Some pipelines can run with less, but Sockeye and Coho paths often assume a broader tidyverse-style setup.

2.7.2 Build a file inventory up front

For each required input, record:

  • file name,
  • annual/static/conditional status,
  • source contact or repo,
  • pull date,
  • expected year range,
  • whether the script expects a hard-coded file name.

2.7.3 Hard-coded filename warning

Several production scripts read literal file names. Before you run anything, decide whether you will:

  1. rename the staged input to the expected name, or
  2. edit the script path.

Either choice is fine if it is logged.

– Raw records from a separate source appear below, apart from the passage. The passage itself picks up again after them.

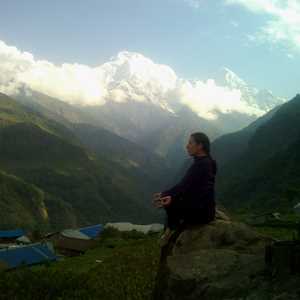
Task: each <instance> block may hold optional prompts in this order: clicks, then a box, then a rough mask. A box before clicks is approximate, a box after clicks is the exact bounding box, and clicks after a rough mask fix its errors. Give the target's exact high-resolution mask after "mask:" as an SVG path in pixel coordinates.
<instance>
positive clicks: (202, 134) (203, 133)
mask: <svg viewBox="0 0 300 300" xmlns="http://www.w3.org/2000/svg"><path fill="white" fill-rule="evenodd" d="M191 136H192V137H193V139H194V141H195V143H196V144H201V145H202V147H203V150H204V151H205V153H206V154H207V156H208V157H209V158H210V159H211V160H212V162H213V170H214V173H215V174H216V173H217V162H216V161H215V159H213V158H212V157H211V154H210V140H209V138H208V136H207V135H206V134H205V133H203V132H194V133H192V134H191Z"/></svg>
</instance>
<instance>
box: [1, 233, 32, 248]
mask: <svg viewBox="0 0 300 300" xmlns="http://www.w3.org/2000/svg"><path fill="white" fill-rule="evenodd" d="M29 243H30V240H29V238H28V237H27V236H26V233H25V231H24V230H23V229H15V230H0V248H6V247H7V246H9V245H14V244H29Z"/></svg>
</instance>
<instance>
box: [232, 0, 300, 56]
mask: <svg viewBox="0 0 300 300" xmlns="http://www.w3.org/2000/svg"><path fill="white" fill-rule="evenodd" d="M226 3H227V4H235V5H241V6H243V7H245V8H246V9H248V10H250V11H252V12H253V13H262V14H265V15H268V16H269V17H270V19H269V20H268V21H267V22H266V23H265V24H264V26H263V27H262V28H261V29H260V31H259V32H258V33H257V34H256V37H257V39H258V40H262V41H268V42H271V43H275V44H277V43H280V44H281V45H283V44H285V48H293V49H295V50H296V49H297V50H300V1H299V0H226Z"/></svg>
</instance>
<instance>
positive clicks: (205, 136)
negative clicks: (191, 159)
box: [186, 132, 210, 156]
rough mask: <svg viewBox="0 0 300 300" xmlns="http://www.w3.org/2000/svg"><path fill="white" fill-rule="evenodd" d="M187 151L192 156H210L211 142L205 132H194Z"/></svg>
mask: <svg viewBox="0 0 300 300" xmlns="http://www.w3.org/2000/svg"><path fill="white" fill-rule="evenodd" d="M186 150H187V152H188V153H189V155H191V156H203V155H210V141H209V138H208V136H207V135H206V134H205V133H203V132H194V133H192V134H191V135H190V138H189V141H188V143H187V145H186Z"/></svg>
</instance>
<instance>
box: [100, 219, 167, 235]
mask: <svg viewBox="0 0 300 300" xmlns="http://www.w3.org/2000/svg"><path fill="white" fill-rule="evenodd" d="M104 227H105V228H115V229H117V230H119V231H133V230H136V231H138V232H142V233H144V234H147V233H150V232H160V231H161V230H163V228H164V226H163V225H162V224H158V223H157V224H156V223H155V224H148V225H139V224H132V223H128V222H117V223H106V224H105V226H104Z"/></svg>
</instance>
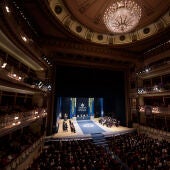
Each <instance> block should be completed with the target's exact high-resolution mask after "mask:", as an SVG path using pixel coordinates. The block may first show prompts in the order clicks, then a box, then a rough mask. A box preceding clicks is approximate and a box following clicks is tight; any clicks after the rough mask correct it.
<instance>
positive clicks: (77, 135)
mask: <svg viewBox="0 0 170 170" xmlns="http://www.w3.org/2000/svg"><path fill="white" fill-rule="evenodd" d="M98 119H99V118H94V119H93V120H90V121H89V120H79V121H76V120H72V119H71V122H73V124H74V127H75V129H76V133H74V132H71V129H70V125H69V119H68V120H67V121H66V122H67V125H68V131H63V119H60V120H59V122H58V123H59V129H58V133H55V134H54V135H52V136H51V138H59V139H67V138H91V136H92V135H93V134H96V133H101V134H103V135H104V136H106V137H107V136H115V135H120V134H124V133H129V132H132V131H134V130H135V129H134V128H128V127H123V126H119V127H116V126H112V127H111V128H109V127H106V126H103V125H101V124H100V123H99V122H98ZM80 121H81V122H80ZM80 126H81V127H80ZM90 128H93V129H90ZM94 128H95V130H94ZM87 129H88V130H87ZM88 132H89V133H88Z"/></svg>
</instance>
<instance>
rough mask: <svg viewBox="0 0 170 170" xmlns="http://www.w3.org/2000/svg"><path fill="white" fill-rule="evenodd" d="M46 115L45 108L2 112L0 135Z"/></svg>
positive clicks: (21, 127) (33, 120) (1, 116)
mask: <svg viewBox="0 0 170 170" xmlns="http://www.w3.org/2000/svg"><path fill="white" fill-rule="evenodd" d="M46 116H47V112H46V110H45V109H35V110H31V111H28V112H19V113H14V114H11V115H10V114H4V115H1V116H0V136H3V135H6V134H8V133H10V132H13V131H15V130H17V129H20V128H22V127H25V126H27V125H29V124H30V123H32V122H34V121H37V120H39V119H42V118H43V117H46Z"/></svg>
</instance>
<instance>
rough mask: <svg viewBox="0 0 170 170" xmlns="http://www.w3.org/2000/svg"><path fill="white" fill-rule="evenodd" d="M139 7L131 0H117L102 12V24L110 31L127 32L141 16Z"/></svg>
mask: <svg viewBox="0 0 170 170" xmlns="http://www.w3.org/2000/svg"><path fill="white" fill-rule="evenodd" d="M141 14H142V10H141V7H140V6H139V5H138V4H137V3H135V2H134V1H132V0H119V1H117V2H115V3H113V4H112V5H111V6H109V7H108V8H107V9H106V10H105V12H104V17H103V20H104V24H105V25H106V27H107V29H108V30H109V31H111V32H112V33H118V34H121V33H127V32H130V31H131V30H133V29H134V28H135V27H136V26H137V25H138V23H139V21H140V18H141Z"/></svg>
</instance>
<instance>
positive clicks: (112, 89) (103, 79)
mask: <svg viewBox="0 0 170 170" xmlns="http://www.w3.org/2000/svg"><path fill="white" fill-rule="evenodd" d="M59 96H62V97H103V98H104V112H105V113H109V112H114V113H115V114H116V116H117V117H118V118H119V119H120V120H121V122H122V124H125V120H126V119H125V92H124V72H123V71H110V70H103V69H87V68H78V67H57V69H56V97H59Z"/></svg>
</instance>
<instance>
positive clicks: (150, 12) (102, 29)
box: [64, 0, 170, 34]
mask: <svg viewBox="0 0 170 170" xmlns="http://www.w3.org/2000/svg"><path fill="white" fill-rule="evenodd" d="M116 1H118V0H74V1H70V0H64V4H65V6H66V7H67V8H68V9H69V11H70V13H71V14H72V15H73V16H74V17H75V18H76V19H77V20H78V21H79V22H80V23H82V25H84V26H86V27H87V28H89V29H91V30H93V31H95V32H99V33H105V34H107V33H109V32H108V30H107V28H106V27H105V25H104V23H103V15H104V12H105V11H106V9H107V8H108V7H109V6H111V5H112V4H113V3H115V2H116ZM119 1H120V0H119ZM134 2H136V3H137V4H138V5H139V6H140V7H141V10H142V16H141V20H140V22H139V24H138V26H137V29H139V28H142V27H145V26H147V25H149V24H150V23H153V22H155V21H156V20H157V19H158V18H160V17H161V16H162V15H164V14H165V13H166V11H167V10H168V8H169V6H170V1H168V0H166V1H162V0H134Z"/></svg>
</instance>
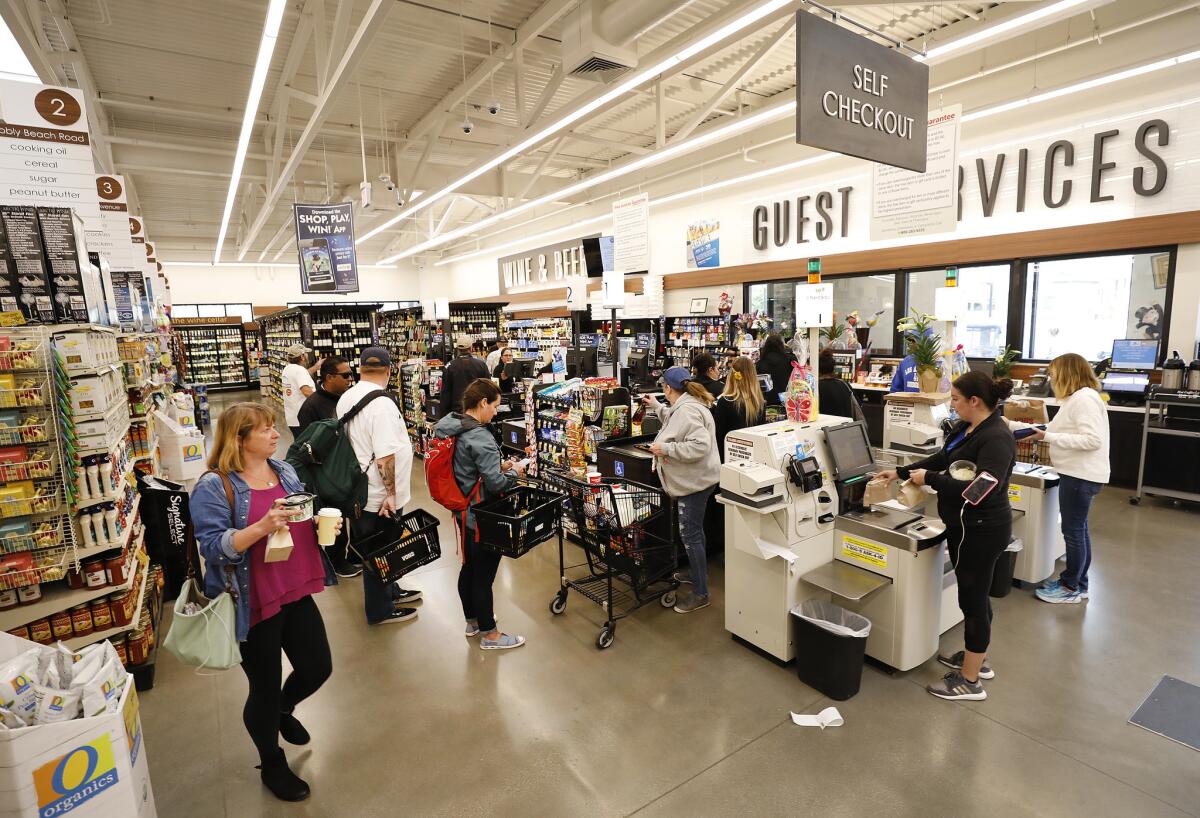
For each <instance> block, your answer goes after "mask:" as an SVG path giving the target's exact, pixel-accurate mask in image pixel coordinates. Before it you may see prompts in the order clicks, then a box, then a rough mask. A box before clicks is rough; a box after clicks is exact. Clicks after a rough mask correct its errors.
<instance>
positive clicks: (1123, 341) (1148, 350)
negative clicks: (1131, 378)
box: [1111, 338, 1158, 371]
mask: <svg viewBox="0 0 1200 818" xmlns="http://www.w3.org/2000/svg"><path fill="white" fill-rule="evenodd" d="M1157 362H1158V342H1157V341H1144V339H1139V338H1129V339H1122V341H1114V342H1112V365H1111V368H1112V369H1146V371H1150V369H1153V368H1154V365H1156V363H1157Z"/></svg>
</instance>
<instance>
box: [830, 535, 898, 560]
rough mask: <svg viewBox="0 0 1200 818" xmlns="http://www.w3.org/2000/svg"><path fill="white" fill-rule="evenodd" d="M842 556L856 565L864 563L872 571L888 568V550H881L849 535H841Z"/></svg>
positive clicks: (870, 544)
mask: <svg viewBox="0 0 1200 818" xmlns="http://www.w3.org/2000/svg"><path fill="white" fill-rule="evenodd" d="M841 555H842V558H845V559H848V560H853V561H856V563H863V564H865V565H869V566H871V567H872V569H886V567H888V552H887V548H881V547H880V546H876V545H875V543H871V542H868V541H866V540H859V539H858V537H852V536H850V535H848V534H844V535H841Z"/></svg>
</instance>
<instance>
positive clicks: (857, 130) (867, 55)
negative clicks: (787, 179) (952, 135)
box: [796, 11, 929, 173]
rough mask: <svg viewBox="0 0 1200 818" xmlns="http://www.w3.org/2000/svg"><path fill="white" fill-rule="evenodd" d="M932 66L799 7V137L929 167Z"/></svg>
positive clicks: (798, 61)
mask: <svg viewBox="0 0 1200 818" xmlns="http://www.w3.org/2000/svg"><path fill="white" fill-rule="evenodd" d="M928 119H929V66H928V65H925V64H923V62H917V61H914V60H913V59H912V58H910V56H907V55H906V54H904V53H901V52H898V50H894V49H892V48H886V47H884V46H880V44H878V43H875V42H871V41H870V40H868V38H866V37H863V36H860V35H858V34H854V32H853V31H850V30H847V29H844V28H841V26H840V25H838V24H835V23H830V22H829V20H826V19H823V18H821V17H818V16H817V14H811V13H809V12H806V11H799V12H797V13H796V142H797V143H799V144H802V145H810V146H811V148H823V149H826V150H830V151H835V152H838V154H846V155H847V156H857V157H859V158H863V160H870V161H871V162H882V163H884V164H894V166H896V167H900V168H907V169H908V170H916V172H917V173H924V172H925V128H926V120H928Z"/></svg>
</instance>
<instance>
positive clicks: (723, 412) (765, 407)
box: [713, 397, 767, 463]
mask: <svg viewBox="0 0 1200 818" xmlns="http://www.w3.org/2000/svg"><path fill="white" fill-rule="evenodd" d="M766 422H767V408H766V407H763V408H762V410H761V411H760V413H758V416H757V417H746V416H745V415H744V414H743V411H742V404H740V403H738V402H737V401H734V399H733V398H731V397H724V398H716V403H714V404H713V423H714V425H715V426H716V453H718V456H719V457H720V458H721V463H724V462H725V435H727V434H728V433H730V432H737V431H738V429H744V428H746V427H748V426H762V425H763V423H766Z"/></svg>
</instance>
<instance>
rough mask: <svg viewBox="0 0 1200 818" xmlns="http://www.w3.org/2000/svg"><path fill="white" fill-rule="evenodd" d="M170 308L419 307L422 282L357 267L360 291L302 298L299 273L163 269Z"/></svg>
mask: <svg viewBox="0 0 1200 818" xmlns="http://www.w3.org/2000/svg"><path fill="white" fill-rule="evenodd" d="M163 272H166V273H167V277H168V279H169V281H170V296H172V301H173V302H174V303H245V302H247V301H248V302H250V303H253V305H254V306H282V305H287V303H288V302H293V301H330V302H337V301H418V300H420V297H421V296H420V288H421V281H420V276H419V275H418V272H416V270H415V269H413V267H410V266H407V265H403V266H401V267H398V269H396V270H380V269H378V267H371V266H360V267H359V291H358V293H350V294H347V295H334V294H324V293H311V294H306V293H302V291H301V290H300V271H299V269H298V267H288V269H283V267H234V266H217V267H180V266H169V265H163Z"/></svg>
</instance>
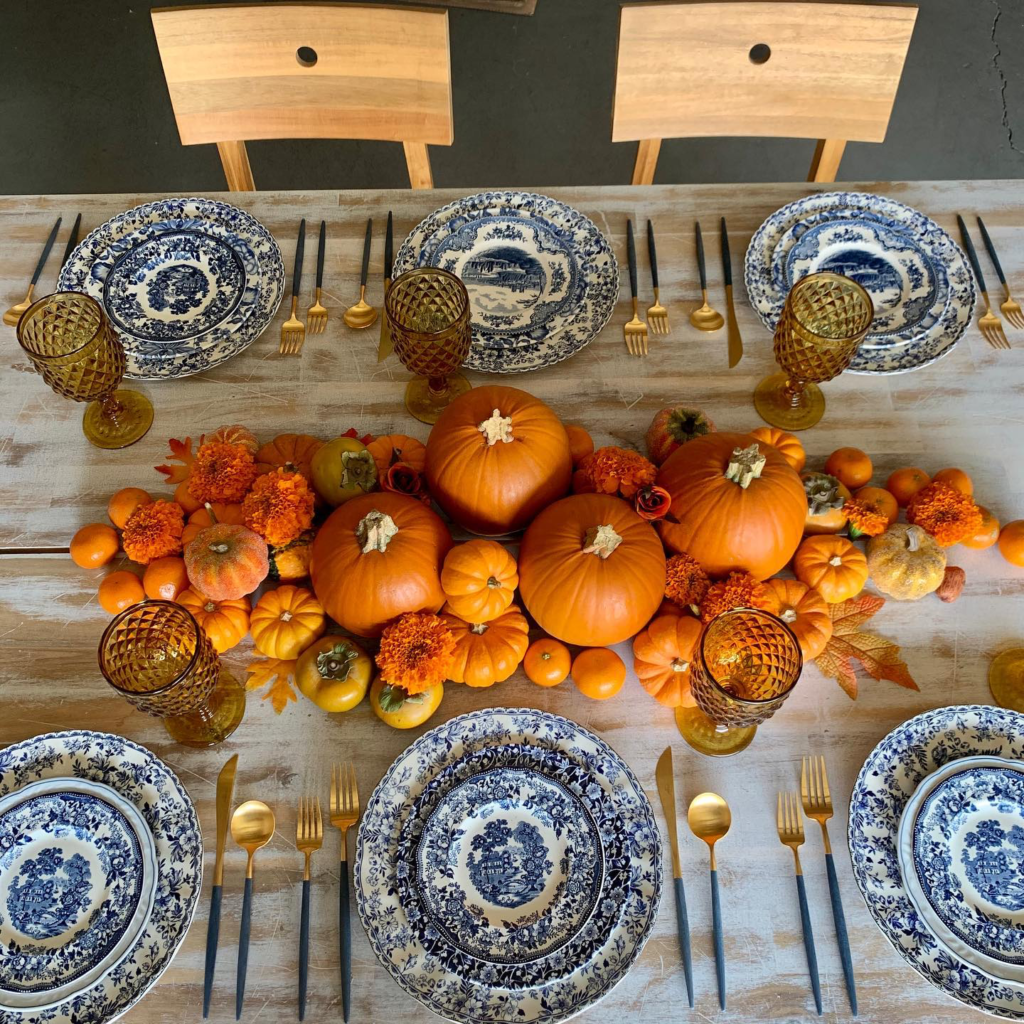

Quietly doing neither is how you lose an afternoon.

2.8 Suggested run graph

  1. verify source files and identifiers,
  2. declare the output layers you need,
  3. select sites/surveys for each layer,
  4. select records and apply approved fixes,
  5. process values and review intermediate QC artifacts,
  6. estimate cu_timeseries and any supporting outputs,
  7. assemble metadata + metric specs,
  8. optionally wrap the release in a package or consumer bridge.

2.9 Minimum outputs to plan for

Even a straightforward annual update should usually leave you with:

  • one canonical cu_timeseries table,
  • any needed supporting tables (pop_timeseries, historical context layer),
  • a populated wsp_metric_specs file,
  • intermediate QC artifacts reviewed and logged,
  • an exception register,
  • short run/decision/QC notes.

2.10 Pre-run checklist (required)

2.11 Before moving to Step 1

You should know:

  • which outputs are required (cu_timeseries, pop/context tables, status bundle),
  • which files are annual vs static,
  • where intermediate QC artifacts will be written, and
  • who will review the run before release.